L’Ascoli parte forte: 1-0 all’intervallo
Vuole subito mettere le cose in chiaro l’Ascoli e all’undicesimo minuto è già in vantaggio. A trovare la rete è il solito Rizzo-Pinna, autore del gol del momentaneo 0-1 anche nella sfida del Rigamonti. Il 25 dell’Ascoli, nominato MVP dei playoff, è stato il grande protagonista di questa doppia finale dove ha interrotto un digiuno di reti che durava da oltre due mesi. Il gol del vantaggio dei marchigiani accende il match, c’è tanto nervosismo con il Brescia che prova a reagire. Le rondinelle crescono e nel finale di primo tempo hanno due occasioni, prima con Zennaro e poi con Mallamo. Quest’ultimo calcia di fatto un rigore in movimento, ma la sua conclusione finisce a centimetri dal palo.

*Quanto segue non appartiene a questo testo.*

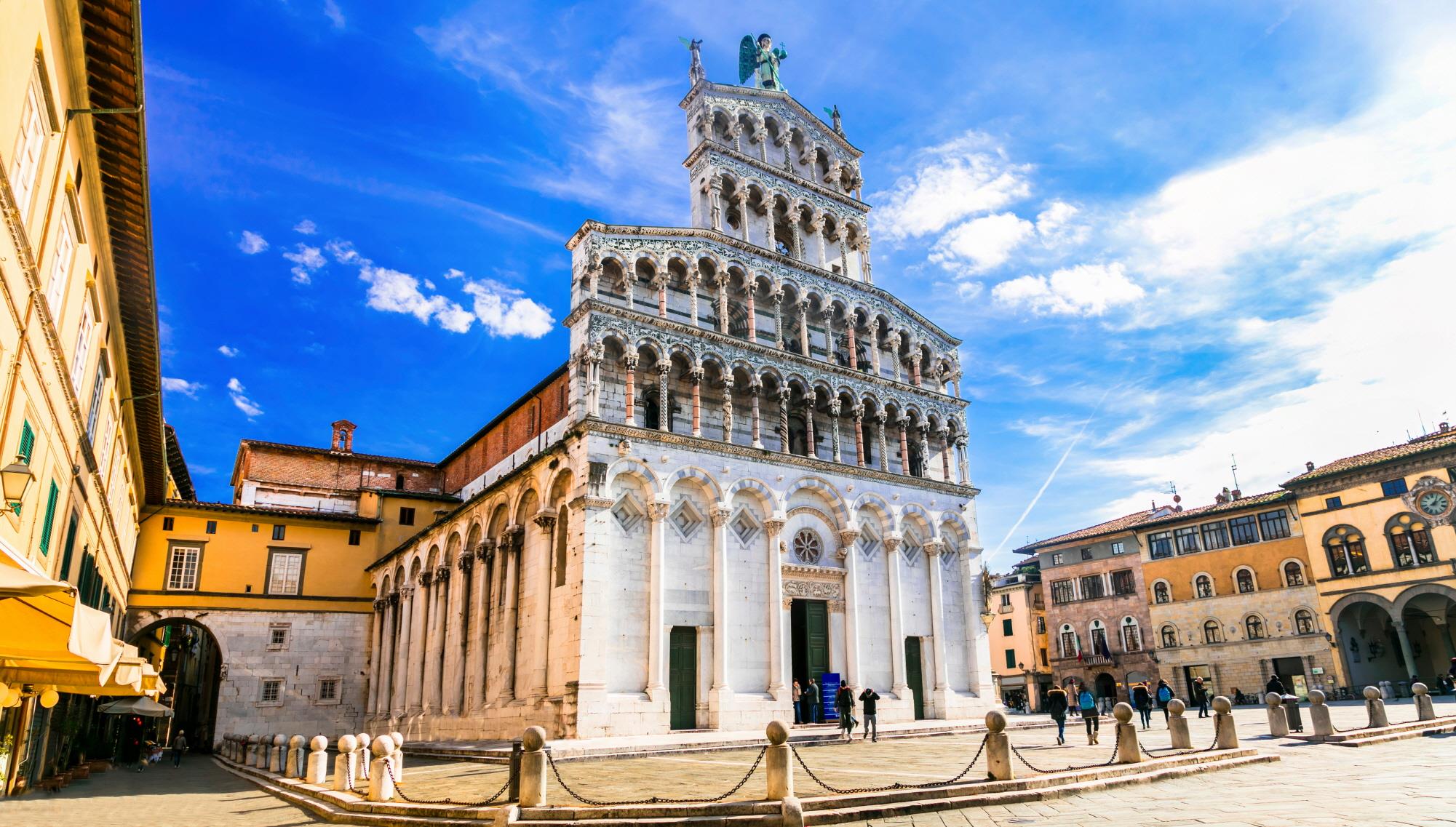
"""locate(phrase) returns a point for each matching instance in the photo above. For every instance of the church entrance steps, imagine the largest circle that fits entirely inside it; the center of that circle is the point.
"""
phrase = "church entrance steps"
(693, 741)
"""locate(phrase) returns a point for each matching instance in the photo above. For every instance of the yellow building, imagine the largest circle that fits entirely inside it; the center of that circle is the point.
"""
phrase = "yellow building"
(81, 386)
(1380, 545)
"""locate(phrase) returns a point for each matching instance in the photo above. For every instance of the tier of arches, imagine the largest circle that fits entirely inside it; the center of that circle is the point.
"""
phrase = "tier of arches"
(673, 389)
(737, 300)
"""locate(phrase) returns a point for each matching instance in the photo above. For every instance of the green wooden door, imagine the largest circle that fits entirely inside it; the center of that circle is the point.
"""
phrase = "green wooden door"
(913, 676)
(682, 677)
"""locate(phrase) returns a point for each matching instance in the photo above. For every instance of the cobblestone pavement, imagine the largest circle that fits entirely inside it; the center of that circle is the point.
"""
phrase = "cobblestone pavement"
(1313, 783)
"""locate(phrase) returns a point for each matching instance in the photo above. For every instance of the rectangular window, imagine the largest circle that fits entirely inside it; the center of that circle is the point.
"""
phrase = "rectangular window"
(1123, 583)
(1242, 530)
(1187, 540)
(62, 264)
(283, 572)
(1214, 536)
(50, 517)
(1274, 524)
(183, 568)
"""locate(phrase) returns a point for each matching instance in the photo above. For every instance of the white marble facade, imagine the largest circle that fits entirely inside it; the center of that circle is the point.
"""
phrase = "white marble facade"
(752, 421)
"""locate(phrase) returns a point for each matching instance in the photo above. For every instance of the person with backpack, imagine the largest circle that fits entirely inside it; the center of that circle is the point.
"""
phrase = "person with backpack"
(1089, 716)
(1057, 708)
(1162, 696)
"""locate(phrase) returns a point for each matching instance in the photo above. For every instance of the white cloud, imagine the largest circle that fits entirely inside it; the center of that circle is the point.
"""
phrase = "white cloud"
(334, 14)
(305, 263)
(952, 181)
(252, 244)
(183, 386)
(982, 244)
(241, 401)
(1082, 290)
(506, 312)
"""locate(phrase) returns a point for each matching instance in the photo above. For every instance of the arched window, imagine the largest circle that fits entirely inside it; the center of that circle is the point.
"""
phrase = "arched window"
(1303, 622)
(1409, 540)
(1131, 635)
(1069, 641)
(1345, 548)
(1293, 574)
(807, 546)
(1245, 580)
(1254, 626)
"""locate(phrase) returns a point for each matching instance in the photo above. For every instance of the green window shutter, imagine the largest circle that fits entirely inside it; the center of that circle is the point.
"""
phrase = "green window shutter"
(50, 517)
(27, 442)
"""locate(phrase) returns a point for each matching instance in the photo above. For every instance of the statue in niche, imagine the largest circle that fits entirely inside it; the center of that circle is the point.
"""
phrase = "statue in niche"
(760, 60)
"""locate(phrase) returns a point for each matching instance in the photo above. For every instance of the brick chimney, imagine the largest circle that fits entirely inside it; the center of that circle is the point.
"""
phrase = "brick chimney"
(343, 436)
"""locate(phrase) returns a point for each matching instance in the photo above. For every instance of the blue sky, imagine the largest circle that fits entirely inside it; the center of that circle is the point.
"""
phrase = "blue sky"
(1166, 233)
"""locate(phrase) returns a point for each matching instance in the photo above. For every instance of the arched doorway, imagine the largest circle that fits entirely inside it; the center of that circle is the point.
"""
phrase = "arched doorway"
(190, 661)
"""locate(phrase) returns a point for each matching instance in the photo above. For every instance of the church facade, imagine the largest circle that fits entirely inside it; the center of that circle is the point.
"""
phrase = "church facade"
(752, 471)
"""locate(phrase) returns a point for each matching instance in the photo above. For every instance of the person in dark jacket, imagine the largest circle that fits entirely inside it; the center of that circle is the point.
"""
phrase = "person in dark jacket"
(867, 706)
(1057, 708)
(1143, 702)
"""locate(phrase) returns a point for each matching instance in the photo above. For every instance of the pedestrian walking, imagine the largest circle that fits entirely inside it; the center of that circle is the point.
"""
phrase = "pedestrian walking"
(1143, 702)
(845, 706)
(868, 709)
(1057, 708)
(1162, 696)
(178, 747)
(1088, 705)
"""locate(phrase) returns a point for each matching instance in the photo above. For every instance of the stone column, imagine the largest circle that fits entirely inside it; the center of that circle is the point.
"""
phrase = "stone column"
(656, 663)
(776, 607)
(728, 409)
(833, 426)
(753, 392)
(631, 360)
(897, 641)
(859, 434)
(696, 376)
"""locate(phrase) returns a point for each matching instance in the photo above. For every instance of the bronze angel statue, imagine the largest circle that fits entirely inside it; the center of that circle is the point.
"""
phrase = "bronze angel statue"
(762, 62)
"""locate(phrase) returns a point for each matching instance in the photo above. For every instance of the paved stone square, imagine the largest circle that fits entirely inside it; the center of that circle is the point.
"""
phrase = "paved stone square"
(1401, 782)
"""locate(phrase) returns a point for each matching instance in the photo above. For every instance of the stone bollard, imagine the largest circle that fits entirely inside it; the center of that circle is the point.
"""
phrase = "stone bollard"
(381, 786)
(776, 762)
(533, 767)
(346, 763)
(1226, 735)
(365, 753)
(1375, 708)
(1319, 714)
(276, 754)
(1278, 719)
(1127, 750)
(998, 747)
(295, 754)
(1424, 709)
(1178, 725)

L’Ascoli dilaga nella ripresa: il Brescia alza bandiera bianca
Nel momento in cui il Brescia ci crede, l’Ascoli la chiude. Al settimo del secondo tempo è Silipo a trovare un gran gol da posizione defilata che beffa Gori e indirizza il match. Corini ci prova coi cambi, ma l’Ascoli è in fiducia e deve solo fronteggiare un’occasione per Crespi. La partita è nelle mani dei marchigiani che mettono la parola fine al match a quattro minuti dal termine. Altra azione di Silipo, la sua conclusione sbatte sul palo e finisce tra i piedi di Milanese, che segna così il 3-0 che fa esplodere il Del Duca. I cinque minuti di recupero servono solo a preparare la festa dell’Ascoli, che due anni dopo ritrova la Serie B. Rimandata la festa del Brescia, a cui non è bastato un super Crespi per ritornare nella serie cadetta.